What are the values and types of the critical points, if any, of `f(x,y)=y^2-x^2+3x-sqrt(2xy-4x)`?

Answer 1

A saddle point at

`x_0 = 1.43882, y_0 = 2.04309`

Explanation:

Given `f(x,y)=y^2-x^2+3x-sqrt(2xy-4x)`

The stationary points are found solving

`grad f(x,y) = vec 0`

or

#{ (3 - 2 x - (2 y-4)/(2 sqrt[2 x y-4x])=0), (2 y - x/sqrt[2 x y-4x]=0) :}#

Whose real solution(s) is

`x_0 = 1.43882, y_0 = 2.04309`

The qualification is made calculating the Hessian matrix in this point.
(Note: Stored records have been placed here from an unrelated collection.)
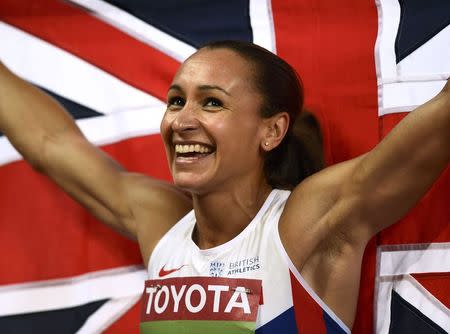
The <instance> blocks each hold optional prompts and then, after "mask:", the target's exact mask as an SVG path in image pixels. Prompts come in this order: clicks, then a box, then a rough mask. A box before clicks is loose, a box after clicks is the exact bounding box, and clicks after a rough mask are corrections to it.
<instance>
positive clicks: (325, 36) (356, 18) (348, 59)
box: [272, 0, 380, 333]
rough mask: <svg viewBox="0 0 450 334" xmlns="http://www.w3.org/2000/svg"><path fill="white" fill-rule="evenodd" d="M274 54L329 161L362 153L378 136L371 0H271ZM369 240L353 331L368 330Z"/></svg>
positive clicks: (347, 157) (369, 287) (351, 157)
mask: <svg viewBox="0 0 450 334" xmlns="http://www.w3.org/2000/svg"><path fill="white" fill-rule="evenodd" d="M272 8H273V15H274V24H275V34H276V37H277V50H278V54H279V55H280V56H281V57H283V58H284V59H286V60H287V61H288V62H289V63H290V64H292V65H293V66H294V67H295V68H296V70H297V71H298V72H299V74H300V75H301V77H302V79H303V82H304V85H305V98H306V100H305V101H306V106H307V107H309V108H310V109H311V110H312V111H313V112H314V113H315V114H316V115H317V116H318V117H319V119H320V121H321V125H322V128H323V132H324V143H325V154H326V158H327V161H328V162H329V163H336V162H340V161H343V160H348V159H350V158H353V157H355V156H357V155H360V154H362V153H365V152H367V151H368V150H370V149H371V148H372V147H374V146H375V145H376V144H377V143H378V141H379V137H380V135H379V125H378V96H377V79H376V73H375V60H374V47H375V41H376V37H377V29H378V15H377V10H376V7H375V2H374V1H360V0H341V1H328V0H273V1H272ZM374 277H375V243H374V242H373V241H372V242H371V243H370V244H369V246H368V247H367V248H366V254H365V255H364V262H363V265H362V278H361V288H360V291H361V293H360V296H359V298H360V299H359V302H358V303H359V304H358V305H359V307H358V313H357V316H356V320H355V324H354V327H353V332H354V333H371V332H372V331H373V326H372V323H373V298H374V295H373V287H374V284H375V283H374Z"/></svg>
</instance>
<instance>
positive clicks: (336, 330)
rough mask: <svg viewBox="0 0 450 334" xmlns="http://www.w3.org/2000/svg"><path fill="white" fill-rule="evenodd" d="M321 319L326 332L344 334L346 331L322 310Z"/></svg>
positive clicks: (345, 332) (331, 333)
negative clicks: (324, 327) (322, 318)
mask: <svg viewBox="0 0 450 334" xmlns="http://www.w3.org/2000/svg"><path fill="white" fill-rule="evenodd" d="M323 321H324V322H325V328H326V329H327V334H345V333H346V331H344V329H342V327H341V326H340V325H339V324H338V323H337V322H336V321H334V320H333V318H331V317H330V315H329V314H328V313H327V312H325V311H323Z"/></svg>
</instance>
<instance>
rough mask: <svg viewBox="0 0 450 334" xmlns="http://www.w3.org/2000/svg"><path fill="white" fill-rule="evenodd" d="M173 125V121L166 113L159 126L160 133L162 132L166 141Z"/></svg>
mask: <svg viewBox="0 0 450 334" xmlns="http://www.w3.org/2000/svg"><path fill="white" fill-rule="evenodd" d="M171 124H172V120H171V119H170V117H169V116H168V114H167V112H166V113H165V114H164V116H163V118H162V120H161V124H160V126H159V131H160V133H161V136H162V137H163V139H164V141H165V140H166V138H167V137H168V136H169V133H170V127H171Z"/></svg>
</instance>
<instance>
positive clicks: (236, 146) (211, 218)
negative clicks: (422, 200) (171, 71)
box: [0, 42, 450, 333]
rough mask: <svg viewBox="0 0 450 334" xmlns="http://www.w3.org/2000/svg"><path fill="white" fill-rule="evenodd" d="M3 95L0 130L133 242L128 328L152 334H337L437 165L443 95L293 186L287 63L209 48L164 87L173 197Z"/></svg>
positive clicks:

#H(x,y) = grad(grad f(x,y)) = ((sqrt[x (y-2)]/(2 sqrt[2] x^2)-2, -1/( 2 sqrt[2] sqrt[x (y-2)])),(-1/(2 sqrt[2] sqrt[x (y-2)]), 2 + x^2/(2 x y-4x)^(3/2)))#

so

`H(x_0,y_0) = ((-1.95748, -1.41998),(-1.41998, 49.4181))`

with characteristic polynomial

`p(lambda) = lambda^2-"trace"(H)lambda+det(H)`

with roots

`lambda = -1.99669,lambda =49.4573`

The roots are non null with oposite signs so the stationary point found, is a saddle point.